Foreign office holders can also bring an application under the common law concept of comity of insolvency proceedings, this is often bought in conjunction with an application under CBIR.

Conclusion

Notwithstanding a legal co-operation agreement with the EU, the current landscape of UK/EU cross-border insolvency remains uncertain for practitioners with the recognition of English insolvency proceedings being assessed on a country-by-country basis.

The current framework provides a somewhat unsatisfactory alternative to the automatic recognition principles under the Recast Regulation and will likely lead to increased costs and an uncompetitive insolvency market in comparison to our EU neighbours. The timing implications may also be significant, for example where insolvency proceedings are simply being used to facilitate a restructuring (such as a pre-pack administration), it is likely that recognition will not be obtained in the short time frame required to complete such transactions.

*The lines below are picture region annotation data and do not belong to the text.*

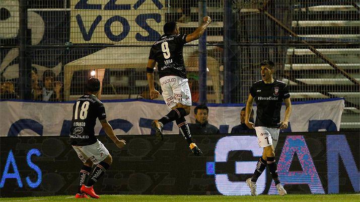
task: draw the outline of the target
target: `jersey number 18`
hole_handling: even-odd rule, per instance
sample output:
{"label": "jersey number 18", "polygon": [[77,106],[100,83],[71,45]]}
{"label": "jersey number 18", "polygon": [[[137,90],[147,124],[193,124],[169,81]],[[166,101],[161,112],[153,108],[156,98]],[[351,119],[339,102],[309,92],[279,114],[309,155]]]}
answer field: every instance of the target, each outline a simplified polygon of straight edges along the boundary
{"label": "jersey number 18", "polygon": [[[75,108],[75,115],[74,115],[74,119],[78,119],[78,112],[79,109],[79,105],[80,104],[80,101],[78,101],[76,102],[76,107]],[[88,102],[85,102],[83,103],[83,105],[81,106],[81,110],[80,111],[80,115],[79,117],[80,119],[84,120],[86,119],[86,117],[88,116],[88,110],[89,109],[89,106],[90,103]]]}

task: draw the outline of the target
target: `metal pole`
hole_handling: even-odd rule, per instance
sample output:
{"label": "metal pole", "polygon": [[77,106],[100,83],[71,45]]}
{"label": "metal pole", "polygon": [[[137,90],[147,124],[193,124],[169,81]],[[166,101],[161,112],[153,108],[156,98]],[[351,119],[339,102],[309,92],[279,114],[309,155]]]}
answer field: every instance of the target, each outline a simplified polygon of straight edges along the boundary
{"label": "metal pole", "polygon": [[231,19],[231,0],[224,1],[224,102],[230,103],[231,100],[231,50],[230,49],[230,40],[231,32],[230,30]]}
{"label": "metal pole", "polygon": [[31,62],[27,53],[28,43],[31,43],[31,31],[28,29],[27,1],[19,1],[19,92],[21,99],[31,99]]}
{"label": "metal pole", "polygon": [[[199,0],[199,25],[203,22],[203,18],[207,15],[206,1]],[[206,31],[199,39],[199,102],[200,104],[207,103],[206,76]]]}

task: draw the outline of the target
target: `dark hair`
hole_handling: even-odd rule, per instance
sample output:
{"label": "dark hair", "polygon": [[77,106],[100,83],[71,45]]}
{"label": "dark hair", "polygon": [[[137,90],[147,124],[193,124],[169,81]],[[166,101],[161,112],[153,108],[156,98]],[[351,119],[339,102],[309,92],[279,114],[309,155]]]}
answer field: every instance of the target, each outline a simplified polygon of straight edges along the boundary
{"label": "dark hair", "polygon": [[195,113],[195,115],[197,114],[197,110],[206,110],[206,111],[207,111],[207,113],[209,113],[209,109],[207,108],[207,107],[205,105],[198,105],[194,109],[194,113]]}
{"label": "dark hair", "polygon": [[[241,112],[242,112],[242,111],[244,111],[244,112],[245,112],[245,111],[246,111],[246,107],[245,107],[245,108],[243,108],[243,109],[241,109]],[[251,116],[252,114],[252,115],[254,114],[254,110],[253,110],[252,109],[251,109],[251,114],[250,114],[250,116]]]}
{"label": "dark hair", "polygon": [[56,76],[55,75],[55,73],[54,73],[53,71],[52,71],[52,70],[51,69],[48,69],[46,71],[44,72],[44,73],[42,74],[42,81],[43,82],[45,82],[45,77],[53,77],[54,79],[55,79],[55,77]]}
{"label": "dark hair", "polygon": [[86,89],[89,92],[96,92],[100,89],[100,81],[95,77],[92,77],[88,80]]}
{"label": "dark hair", "polygon": [[172,34],[176,28],[177,23],[175,22],[168,22],[164,25],[164,33],[165,34]]}
{"label": "dark hair", "polygon": [[268,66],[270,69],[274,69],[275,67],[275,64],[274,64],[274,63],[271,60],[265,60],[260,63],[260,66]]}

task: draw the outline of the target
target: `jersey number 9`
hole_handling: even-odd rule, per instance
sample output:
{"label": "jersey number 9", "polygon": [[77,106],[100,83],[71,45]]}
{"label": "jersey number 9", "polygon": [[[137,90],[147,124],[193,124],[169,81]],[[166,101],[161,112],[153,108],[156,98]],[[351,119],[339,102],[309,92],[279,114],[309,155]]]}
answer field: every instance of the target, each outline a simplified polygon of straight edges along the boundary
{"label": "jersey number 9", "polygon": [[165,42],[161,44],[161,50],[163,51],[163,54],[165,59],[170,57],[170,50],[169,49],[168,42]]}

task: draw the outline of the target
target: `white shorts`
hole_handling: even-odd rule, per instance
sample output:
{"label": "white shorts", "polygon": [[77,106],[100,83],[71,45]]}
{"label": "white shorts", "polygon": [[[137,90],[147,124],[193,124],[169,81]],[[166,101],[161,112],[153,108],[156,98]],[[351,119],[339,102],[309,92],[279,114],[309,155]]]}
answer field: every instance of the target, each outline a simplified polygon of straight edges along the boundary
{"label": "white shorts", "polygon": [[164,100],[169,108],[175,107],[178,103],[191,106],[191,93],[187,81],[187,78],[177,76],[160,78]]}
{"label": "white shorts", "polygon": [[264,126],[254,127],[256,131],[257,141],[260,147],[266,147],[273,145],[274,149],[276,147],[279,138],[280,129],[276,128],[268,128]]}
{"label": "white shorts", "polygon": [[99,140],[92,145],[82,146],[73,145],[73,148],[84,163],[90,158],[94,164],[97,165],[109,155],[109,151]]}

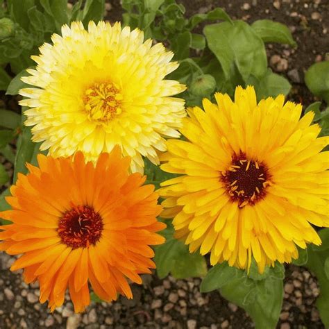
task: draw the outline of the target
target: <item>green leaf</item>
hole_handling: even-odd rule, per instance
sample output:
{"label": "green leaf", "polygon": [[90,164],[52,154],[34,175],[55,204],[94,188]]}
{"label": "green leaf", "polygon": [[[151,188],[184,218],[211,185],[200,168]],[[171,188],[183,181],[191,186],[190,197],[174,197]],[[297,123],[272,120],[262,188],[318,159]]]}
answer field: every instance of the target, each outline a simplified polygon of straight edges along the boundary
{"label": "green leaf", "polygon": [[183,60],[189,57],[192,44],[192,33],[188,31],[179,34],[171,41],[171,50],[175,60]]}
{"label": "green leaf", "polygon": [[85,26],[88,25],[90,21],[98,23],[103,19],[105,10],[105,0],[87,0],[82,12],[82,19]]}
{"label": "green leaf", "polygon": [[296,47],[290,30],[285,24],[269,19],[259,19],[251,27],[264,42],[278,42]]}
{"label": "green leaf", "polygon": [[6,90],[10,80],[8,74],[0,67],[0,90]]}
{"label": "green leaf", "polygon": [[227,262],[217,264],[207,273],[202,280],[200,291],[201,292],[212,292],[221,288],[231,280],[239,280],[244,276],[243,271],[229,266]]}
{"label": "green leaf", "polygon": [[27,15],[30,19],[31,29],[33,31],[40,32],[43,35],[44,26],[46,26],[46,18],[37,6],[31,8],[27,11]]}
{"label": "green leaf", "polygon": [[9,175],[6,168],[0,163],[0,185],[6,184],[9,180]]}
{"label": "green leaf", "polygon": [[205,38],[202,34],[192,33],[191,48],[194,49],[204,49],[205,47]]}
{"label": "green leaf", "polygon": [[[8,189],[6,189],[1,194],[0,194],[0,212],[1,211],[5,211],[5,210],[8,210],[10,209],[10,205],[8,203],[8,202],[6,201],[6,196],[8,196],[10,195],[10,189],[8,187]],[[0,212],[1,214],[1,212]],[[10,224],[11,222],[9,221],[7,221],[6,219],[3,219],[0,216],[0,223],[2,225],[8,225]]]}
{"label": "green leaf", "polygon": [[160,187],[160,184],[164,180],[176,177],[174,174],[167,173],[160,169],[159,166],[153,164],[149,159],[144,158],[144,173],[146,175],[146,184],[153,184],[155,189]]}
{"label": "green leaf", "polygon": [[226,12],[220,8],[214,9],[206,14],[195,14],[192,16],[189,19],[187,28],[189,30],[193,30],[196,25],[205,21],[216,21],[217,19],[222,19],[223,21],[233,23],[232,19],[230,18]]}
{"label": "green leaf", "polygon": [[210,74],[203,74],[193,79],[189,92],[195,96],[206,97],[210,96],[216,87],[216,80]]}
{"label": "green leaf", "polygon": [[304,114],[305,115],[306,113],[307,113],[307,112],[313,111],[315,113],[314,119],[313,119],[313,121],[320,119],[321,104],[321,101],[314,101],[314,103],[312,103],[312,104],[307,106],[307,108],[304,111]]}
{"label": "green leaf", "polygon": [[0,109],[0,126],[15,129],[21,123],[21,116],[13,111]]}
{"label": "green leaf", "polygon": [[7,0],[10,17],[25,31],[28,31],[30,19],[26,12],[35,6],[35,0]]}
{"label": "green leaf", "polygon": [[103,301],[94,292],[90,293],[90,299],[94,303],[101,303]]}
{"label": "green leaf", "polygon": [[329,254],[329,228],[323,228],[318,234],[322,245],[317,248],[315,246],[308,248],[308,260],[305,266],[317,276],[320,294],[316,305],[325,328],[329,328],[329,278],[326,270],[328,269],[326,263]]}
{"label": "green leaf", "polygon": [[0,149],[5,147],[7,144],[12,140],[15,137],[15,133],[10,129],[0,130]]}
{"label": "green leaf", "polygon": [[14,22],[10,19],[7,17],[1,18],[0,19],[0,40],[12,35],[14,33]]}
{"label": "green leaf", "polygon": [[2,149],[0,149],[0,153],[2,154],[6,159],[14,164],[15,154],[13,149],[8,144],[6,145],[6,146]]}
{"label": "green leaf", "polygon": [[253,75],[262,77],[267,69],[265,47],[262,39],[243,21],[208,25],[203,29],[210,49],[221,65],[227,79],[235,65],[246,81]]}
{"label": "green leaf", "polygon": [[268,276],[253,280],[239,278],[230,280],[220,289],[221,294],[246,311],[257,329],[275,328],[283,300],[283,281]]}
{"label": "green leaf", "polygon": [[27,173],[26,162],[32,164],[37,164],[36,158],[41,143],[35,143],[32,142],[31,138],[31,128],[24,127],[22,133],[19,135],[17,144],[17,151],[14,166],[14,183],[16,182],[18,173]]}
{"label": "green leaf", "polygon": [[298,258],[296,260],[293,260],[292,264],[298,266],[305,265],[308,260],[307,248],[302,249],[301,248],[298,247]]}
{"label": "green leaf", "polygon": [[[28,69],[34,68],[34,67],[30,67]],[[30,87],[30,85],[25,83],[21,80],[23,76],[28,76],[30,74],[26,71],[27,69],[24,69],[21,71],[16,76],[10,81],[7,88],[6,95],[17,95],[20,89]]]}
{"label": "green leaf", "polygon": [[251,76],[246,83],[255,86],[258,100],[269,96],[276,97],[280,94],[287,96],[292,88],[292,85],[285,77],[272,73],[271,69],[260,78]]}
{"label": "green leaf", "polygon": [[158,276],[162,279],[169,272],[178,279],[203,276],[207,264],[199,253],[189,253],[187,246],[174,237],[174,229],[168,227],[161,233],[166,242],[154,247]]}
{"label": "green leaf", "polygon": [[307,88],[329,104],[329,61],[313,64],[305,74]]}

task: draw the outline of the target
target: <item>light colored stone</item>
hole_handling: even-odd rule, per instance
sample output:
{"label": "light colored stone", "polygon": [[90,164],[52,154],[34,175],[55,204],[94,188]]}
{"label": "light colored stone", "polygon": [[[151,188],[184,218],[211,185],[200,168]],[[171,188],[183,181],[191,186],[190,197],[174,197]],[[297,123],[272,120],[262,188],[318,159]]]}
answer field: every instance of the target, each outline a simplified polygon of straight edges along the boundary
{"label": "light colored stone", "polygon": [[319,20],[321,18],[321,14],[315,11],[311,14],[311,18],[314,20]]}
{"label": "light colored stone", "polygon": [[105,323],[108,325],[113,324],[113,318],[111,317],[106,317],[105,318]]}
{"label": "light colored stone", "polygon": [[245,2],[245,3],[242,5],[242,9],[243,9],[244,10],[248,10],[251,8],[251,6],[250,6],[249,3],[248,3],[248,2]]}
{"label": "light colored stone", "polygon": [[66,323],[66,329],[76,329],[79,326],[81,321],[81,315],[79,314],[69,316]]}
{"label": "light colored stone", "polygon": [[37,303],[37,301],[39,301],[37,296],[35,296],[32,292],[28,293],[28,294],[26,295],[26,299],[28,300],[28,302],[31,303],[31,304],[34,304]]}
{"label": "light colored stone", "polygon": [[162,305],[162,301],[161,299],[155,299],[152,301],[151,304],[151,308],[154,310],[155,308],[160,308]]}
{"label": "light colored stone", "polygon": [[176,292],[171,292],[169,294],[169,296],[168,296],[168,300],[169,301],[169,302],[176,304],[177,303],[177,301],[178,301],[178,294]]}
{"label": "light colored stone", "polygon": [[9,289],[6,287],[3,290],[6,297],[8,301],[12,301],[15,298],[14,293]]}
{"label": "light colored stone", "polygon": [[92,323],[94,323],[97,321],[97,314],[96,313],[96,310],[94,308],[91,310],[88,313],[88,320],[89,322]]}
{"label": "light colored stone", "polygon": [[159,285],[153,288],[154,294],[155,296],[161,296],[164,292],[164,287]]}

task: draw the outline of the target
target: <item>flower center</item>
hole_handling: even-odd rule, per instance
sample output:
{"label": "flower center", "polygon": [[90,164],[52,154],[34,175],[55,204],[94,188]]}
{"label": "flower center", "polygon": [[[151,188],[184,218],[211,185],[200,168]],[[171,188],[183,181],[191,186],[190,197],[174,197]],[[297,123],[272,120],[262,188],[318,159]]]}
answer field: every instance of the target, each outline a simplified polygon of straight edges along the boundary
{"label": "flower center", "polygon": [[271,185],[266,166],[257,161],[247,160],[240,153],[234,155],[226,171],[221,173],[221,180],[233,201],[239,207],[254,205],[266,194],[266,187]]}
{"label": "flower center", "polygon": [[58,228],[62,242],[74,249],[95,244],[101,238],[102,230],[100,214],[89,205],[78,205],[67,211]]}
{"label": "flower center", "polygon": [[120,107],[122,99],[115,83],[94,83],[85,92],[85,111],[92,121],[112,121],[122,112]]}

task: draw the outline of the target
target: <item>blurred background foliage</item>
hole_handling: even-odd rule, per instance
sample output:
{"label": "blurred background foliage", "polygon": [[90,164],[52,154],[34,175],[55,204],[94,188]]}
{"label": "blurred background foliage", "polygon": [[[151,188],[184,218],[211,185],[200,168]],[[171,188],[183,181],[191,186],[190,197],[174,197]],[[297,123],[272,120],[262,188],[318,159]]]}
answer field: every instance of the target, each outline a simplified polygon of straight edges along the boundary
{"label": "blurred background foliage", "polygon": [[[0,0],[0,90],[16,97],[26,86],[20,78],[33,67],[32,55],[37,55],[44,42],[51,42],[53,33],[75,20],[85,26],[90,20],[103,18],[104,0],[78,0],[68,6],[67,0]],[[138,27],[145,38],[161,42],[174,53],[180,62],[168,78],[187,85],[180,95],[188,106],[201,106],[204,97],[212,99],[215,92],[233,96],[237,85],[255,86],[258,99],[288,95],[289,81],[269,67],[265,50],[267,42],[298,45],[284,24],[268,19],[251,25],[233,20],[221,8],[206,13],[185,16],[185,8],[175,0],[122,0],[124,25]],[[322,127],[321,135],[329,134],[329,62],[312,65],[305,74],[309,90],[319,101],[305,112],[315,112],[314,123]],[[26,162],[35,163],[39,144],[31,140],[31,130],[24,127],[24,110],[0,108],[0,153],[14,166],[10,179],[0,164],[0,210],[8,208],[5,196],[17,174],[26,173]],[[19,112],[22,111],[22,112]],[[158,167],[145,161],[147,183],[156,188],[172,177]],[[2,187],[1,187],[2,186]],[[3,224],[8,222],[3,220]],[[256,328],[275,328],[282,307],[285,268],[276,264],[260,275],[253,263],[250,272],[232,268],[227,263],[216,265],[207,273],[207,261],[199,253],[190,254],[182,242],[174,238],[172,226],[163,232],[167,242],[155,248],[157,273],[164,278],[169,273],[178,278],[204,277],[201,291],[219,289],[223,297],[244,308]],[[322,246],[300,250],[294,263],[314,273],[321,294],[317,305],[325,326],[329,328],[329,229],[319,232]],[[99,301],[92,293],[92,298]]]}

New restructuring tools such as the restructuring plan under CIGA 2020, together with the English scheme of arrangement will still allow cross-border restructurings to take place outside of the formal insolvency process under the Rome I Regulations, which will recognise such processes as contracts, although it is yet to be seen whether restructuring plans will be deemed to be insolvency procedures in member states.

If the UK were to accede to the Lugano Convention and/or all  EU Member States implement the Model Law, this would alleviate many of the concerns raised as a result of the revocation of the Recast Regulation, and would provide more clarity for insolvency professionals. Such decisions however remain in the hands of politicians, with the EU ultimately having the final say.